Clearly, the state management of few resources available in the fight against Covid-19 and the conceptualization of an effective epidemiological system were decisive for the early control of the disease. But, the actions of civil society, which has been strong, hard-working and fundamentally innovative in confronting this pandemic, must also be recognized.

Despite belonging to an exposed sector that still lacks legal personality and faces economic challenges such as the absence of a wholesale market and access to financing sources, local private business owners did not hesitate to donate goods to those most in need. They have also gone beyond business creativity to keep their entrepreneurship alive.

At the time I am writing this article, my country seems just as usual. “We have almost defeated the coronavirus”, the state press repeats. According to official data, Cuba ranks 16th among the Latin American countries with the most cases of coronavirus and is one of the 20 nations with the most recoveries (percentage) in the world. At the close of June 27, the national director of Epidemiology of the Ministry of Public Health, Dr. Francisco Durán, stated that only 43 people are confirmed active with the disease, the lowest number in the last month. It will be interesting to see if the benevolent statistics are maintained when the country reopens to international tourism.
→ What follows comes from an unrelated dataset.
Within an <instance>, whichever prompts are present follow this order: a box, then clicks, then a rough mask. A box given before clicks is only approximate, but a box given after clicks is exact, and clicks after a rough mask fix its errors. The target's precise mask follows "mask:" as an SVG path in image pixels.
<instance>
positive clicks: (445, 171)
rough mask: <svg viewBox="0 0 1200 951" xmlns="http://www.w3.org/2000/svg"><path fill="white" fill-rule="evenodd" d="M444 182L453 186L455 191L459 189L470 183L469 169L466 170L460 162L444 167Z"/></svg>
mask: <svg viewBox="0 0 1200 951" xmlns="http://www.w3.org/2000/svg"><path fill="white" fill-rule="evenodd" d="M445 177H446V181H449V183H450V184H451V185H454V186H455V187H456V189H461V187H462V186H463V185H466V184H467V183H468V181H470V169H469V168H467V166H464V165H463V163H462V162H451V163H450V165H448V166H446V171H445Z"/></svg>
People are back in the streets, back “en la lucha”, as we say. The city scene is only missing the schools open to all without distinction and the public transport full of half bodies spitted by the buses doors. Overcrowding at its finest.

While the rest of the country is experiencing the first phase of the de-escalation plan, Havana continues in an atypical quarantine. The Cuban reality makes it impossible to stop the mobility of passers-by, forged for 60 years under the principles of a culture of resistance.

The last calls for sacrifice are no longer taken with equanimity by a civil society that, beyond questioning whether the political system should be changed, lives in the certainty that the current economic model is not viable. The promise of a prosperous future for Cubans is a ship full of empty words that has already set sail.